What Does Tech Competency for Lawyers Really Mean?
Over the years of my career in technology and training, I’ve always held two beliefs about how people are measured when it comes to their use of the technology they have at work. The first, of course, is that “you get what you measure”.
So, for example, if you measure your support people by the number of tickets closed, you’ll get a whole lot of tickets closed, which may or may not represent actual problems solved.

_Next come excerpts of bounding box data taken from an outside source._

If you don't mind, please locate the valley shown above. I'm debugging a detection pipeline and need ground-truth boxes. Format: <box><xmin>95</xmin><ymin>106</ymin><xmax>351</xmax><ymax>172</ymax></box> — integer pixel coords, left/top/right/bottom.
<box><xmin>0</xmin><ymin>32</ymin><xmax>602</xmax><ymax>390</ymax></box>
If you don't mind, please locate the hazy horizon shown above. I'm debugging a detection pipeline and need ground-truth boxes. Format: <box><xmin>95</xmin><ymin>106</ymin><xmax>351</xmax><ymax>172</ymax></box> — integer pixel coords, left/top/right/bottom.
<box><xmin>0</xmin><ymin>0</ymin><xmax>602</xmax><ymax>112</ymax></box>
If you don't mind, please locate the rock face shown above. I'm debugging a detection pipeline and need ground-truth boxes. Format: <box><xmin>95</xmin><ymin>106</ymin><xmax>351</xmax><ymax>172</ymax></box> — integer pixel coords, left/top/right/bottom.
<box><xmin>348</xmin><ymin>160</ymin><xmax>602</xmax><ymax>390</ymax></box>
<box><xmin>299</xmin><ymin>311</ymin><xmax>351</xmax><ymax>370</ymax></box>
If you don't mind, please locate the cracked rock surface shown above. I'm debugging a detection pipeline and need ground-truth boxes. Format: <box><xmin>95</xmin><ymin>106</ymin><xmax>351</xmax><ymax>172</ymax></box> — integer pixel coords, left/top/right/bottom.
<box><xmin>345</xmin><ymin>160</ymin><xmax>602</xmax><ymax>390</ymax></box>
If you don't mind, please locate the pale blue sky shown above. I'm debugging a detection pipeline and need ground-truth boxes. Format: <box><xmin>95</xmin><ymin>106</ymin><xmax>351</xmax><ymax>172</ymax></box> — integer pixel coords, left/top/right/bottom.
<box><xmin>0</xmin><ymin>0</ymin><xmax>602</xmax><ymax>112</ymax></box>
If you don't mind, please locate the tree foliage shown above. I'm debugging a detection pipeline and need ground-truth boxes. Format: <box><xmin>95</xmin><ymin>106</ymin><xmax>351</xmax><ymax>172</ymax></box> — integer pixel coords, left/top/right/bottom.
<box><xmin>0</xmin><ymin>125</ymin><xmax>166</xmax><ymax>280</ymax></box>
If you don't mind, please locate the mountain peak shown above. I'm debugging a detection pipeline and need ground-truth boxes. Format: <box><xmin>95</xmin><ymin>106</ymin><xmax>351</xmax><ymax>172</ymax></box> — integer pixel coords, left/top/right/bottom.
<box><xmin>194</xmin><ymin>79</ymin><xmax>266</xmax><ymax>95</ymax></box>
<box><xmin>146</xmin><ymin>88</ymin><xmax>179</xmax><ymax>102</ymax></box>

The second belief I have had is that the rules are only rules if there are consequences. So, for example, if you create a training opportunity for an employee to learn “x” skill, which is required to do their job, and 6 months later, they still cannot actually do “X”, someone needs to be held accountable for that. You can’t run a team by just shrugging your shoulders and saying “oh well” when someone is lacking the ability to do their job, or when someone leaks confidential information, or is careless with their login credentials, etc. At some point it ceases to be a rule if there are no consequences for breaking it.
And this brings me to the various state Bar Association rules when it comes to attorneys and tech competency. There are some set of rules, now across much of the US, that state that it is not ethical to represent a client without the necessary technical know-how to do the job properly. I have applauded those rules in this space, and will continue to do so. However, the longer we go without any clear examples of someone actually being held accountable for violating these rules, the more I start to wonder if it will wind up less of a rule, and more like a bunch of fancy words.
In the eDiscovery space, there have been a few sanction rulings over the years, and a few courts have smacked down some attorneys, but mostly that was for really egregious behaviors, not necessarily just being clueless about technology. There are still a whole lot of attorneys destroying metadata, and other useful information, during the discovery process due to pure ignorance than we probably want to admit. I am afraid that until a court really lays some penalties on it, or clients start to make lawyers pay by firing them for not being competent with regards to technology, we only have a bunch of fancy words, not a rule. Maybe I’m wrong, but I still see it and hear about these kinds of things across the industry all the time, despite what the rules say.
Do you have any concrete examples of these new rules being applied to a lawyer’s incompetence? I’d love to hear them.